Stephen Thomas was an architect who practiced mainly in Charleston, South Carolina for about 27 years.

He was born in Charleston to Stephen and Agnes C. (Wilkie) Thomas on October 13, 1892. After attending grade school in Charleston, he attended the Georgia School of Technology and also the Alabama Polytechnic Institute. He served in both World War I and World War II. After having worked at the offices of other architects, Thomas opened his own firm in 1932.

Among his notable projects were the Robert Mills Manor along Beaufain Street, the John Wesley Methodist Church, and the A. Burnet Rhett School. His residential projects were typically Colonial Revival houses including the Stephen Thomas House at 3 Shaftsbury Lane (1936); the Inez Schiadaressi House at 102 Rutledge Ave. (1937); the C.W. Blanchard House at 30 Pendleton St. (1937); the Arthur Pinckney House at 2 Canal St. (1938); the John S. Flintom House at 370 Grove St. (1938); the Eric L. Gatch House at 315 Grove St. (1938); the P.E. Trouche House at 88 South Battery (1938); 139 South Battery (1938); Sidney Rittenberg House on Murray Blvd. (1938); the Norman Chamberlain House at 14 Ashley Ave. (1938); 37 Wagener Street (1938); and the Dr. Archibald Baker House at 36 Murray Blvd. (1938).
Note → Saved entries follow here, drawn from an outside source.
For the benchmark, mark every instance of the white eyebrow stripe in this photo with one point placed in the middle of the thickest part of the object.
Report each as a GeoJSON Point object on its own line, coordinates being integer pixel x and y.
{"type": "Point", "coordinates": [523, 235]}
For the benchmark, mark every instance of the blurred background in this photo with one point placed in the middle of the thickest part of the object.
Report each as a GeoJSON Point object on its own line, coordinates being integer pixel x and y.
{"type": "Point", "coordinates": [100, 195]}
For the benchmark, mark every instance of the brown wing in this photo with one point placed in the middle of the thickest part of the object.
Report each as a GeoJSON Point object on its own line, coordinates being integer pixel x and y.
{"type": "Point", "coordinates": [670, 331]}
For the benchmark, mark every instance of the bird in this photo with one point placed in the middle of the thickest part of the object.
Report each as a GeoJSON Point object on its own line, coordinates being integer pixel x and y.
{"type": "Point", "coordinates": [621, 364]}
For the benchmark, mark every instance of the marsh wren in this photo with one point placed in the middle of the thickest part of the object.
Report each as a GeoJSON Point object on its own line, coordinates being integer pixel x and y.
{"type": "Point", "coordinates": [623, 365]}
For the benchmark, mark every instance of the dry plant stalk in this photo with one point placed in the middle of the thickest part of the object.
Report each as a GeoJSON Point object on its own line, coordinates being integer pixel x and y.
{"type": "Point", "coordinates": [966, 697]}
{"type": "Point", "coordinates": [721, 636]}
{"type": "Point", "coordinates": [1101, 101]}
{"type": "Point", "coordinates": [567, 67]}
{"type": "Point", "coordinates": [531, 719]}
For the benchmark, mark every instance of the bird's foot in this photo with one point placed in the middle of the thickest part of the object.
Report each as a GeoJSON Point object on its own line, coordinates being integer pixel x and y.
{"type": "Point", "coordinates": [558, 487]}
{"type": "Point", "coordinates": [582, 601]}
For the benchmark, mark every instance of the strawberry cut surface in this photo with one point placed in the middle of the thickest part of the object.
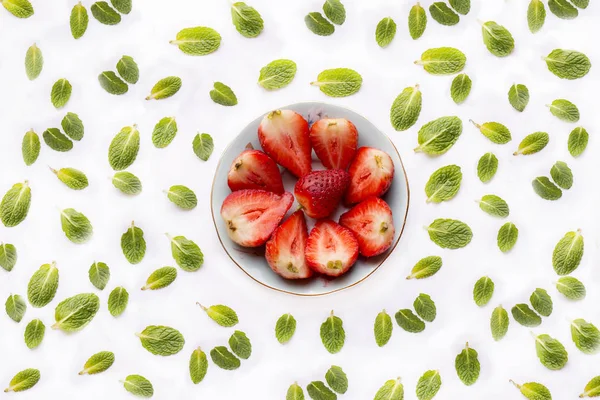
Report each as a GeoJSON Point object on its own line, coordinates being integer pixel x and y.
{"type": "Point", "coordinates": [334, 141]}
{"type": "Point", "coordinates": [285, 250]}
{"type": "Point", "coordinates": [372, 223]}
{"type": "Point", "coordinates": [283, 135]}
{"type": "Point", "coordinates": [252, 215]}
{"type": "Point", "coordinates": [331, 249]}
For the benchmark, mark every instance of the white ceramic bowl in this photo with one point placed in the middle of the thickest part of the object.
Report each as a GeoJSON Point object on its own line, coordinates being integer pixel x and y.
{"type": "Point", "coordinates": [252, 261]}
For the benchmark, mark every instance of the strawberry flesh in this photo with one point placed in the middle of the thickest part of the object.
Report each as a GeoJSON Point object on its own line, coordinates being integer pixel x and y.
{"type": "Point", "coordinates": [283, 135]}
{"type": "Point", "coordinates": [331, 249]}
{"type": "Point", "coordinates": [335, 141]}
{"type": "Point", "coordinates": [252, 215]}
{"type": "Point", "coordinates": [285, 250]}
{"type": "Point", "coordinates": [320, 192]}
{"type": "Point", "coordinates": [372, 223]}
{"type": "Point", "coordinates": [371, 173]}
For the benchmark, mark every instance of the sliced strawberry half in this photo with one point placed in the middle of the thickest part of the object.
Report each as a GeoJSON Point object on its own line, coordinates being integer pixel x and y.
{"type": "Point", "coordinates": [285, 250]}
{"type": "Point", "coordinates": [372, 223]}
{"type": "Point", "coordinates": [335, 141]}
{"type": "Point", "coordinates": [320, 192]}
{"type": "Point", "coordinates": [253, 169]}
{"type": "Point", "coordinates": [252, 215]}
{"type": "Point", "coordinates": [331, 249]}
{"type": "Point", "coordinates": [283, 135]}
{"type": "Point", "coordinates": [371, 173]}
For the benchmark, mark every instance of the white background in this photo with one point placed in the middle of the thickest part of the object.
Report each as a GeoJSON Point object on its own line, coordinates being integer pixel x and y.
{"type": "Point", "coordinates": [145, 35]}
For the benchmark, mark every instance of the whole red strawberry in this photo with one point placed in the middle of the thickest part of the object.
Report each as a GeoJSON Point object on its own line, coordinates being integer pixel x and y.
{"type": "Point", "coordinates": [335, 141]}
{"type": "Point", "coordinates": [320, 192]}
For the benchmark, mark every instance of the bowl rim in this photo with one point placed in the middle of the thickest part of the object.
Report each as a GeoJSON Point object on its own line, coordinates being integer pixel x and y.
{"type": "Point", "coordinates": [389, 252]}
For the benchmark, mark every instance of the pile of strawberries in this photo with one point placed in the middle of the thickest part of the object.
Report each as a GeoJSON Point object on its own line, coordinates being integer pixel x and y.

Thomas' offices were located at 257 King Street, Charleston's principal commercial thoroughfare where he contributed to the commercial district's northward expansion and diversification. His commercial buildings housed immigrant and African American-owned businesses that contributed to a diverse and thriving commercial corridor in the early to mid-20th century, including a Chinese-owned laundry, a Greek-owned restaurant, and a Black-owned barbershop.

He died on July 13, 1949, at his home at 49 Gadsden Street, Charleston, South Carolina.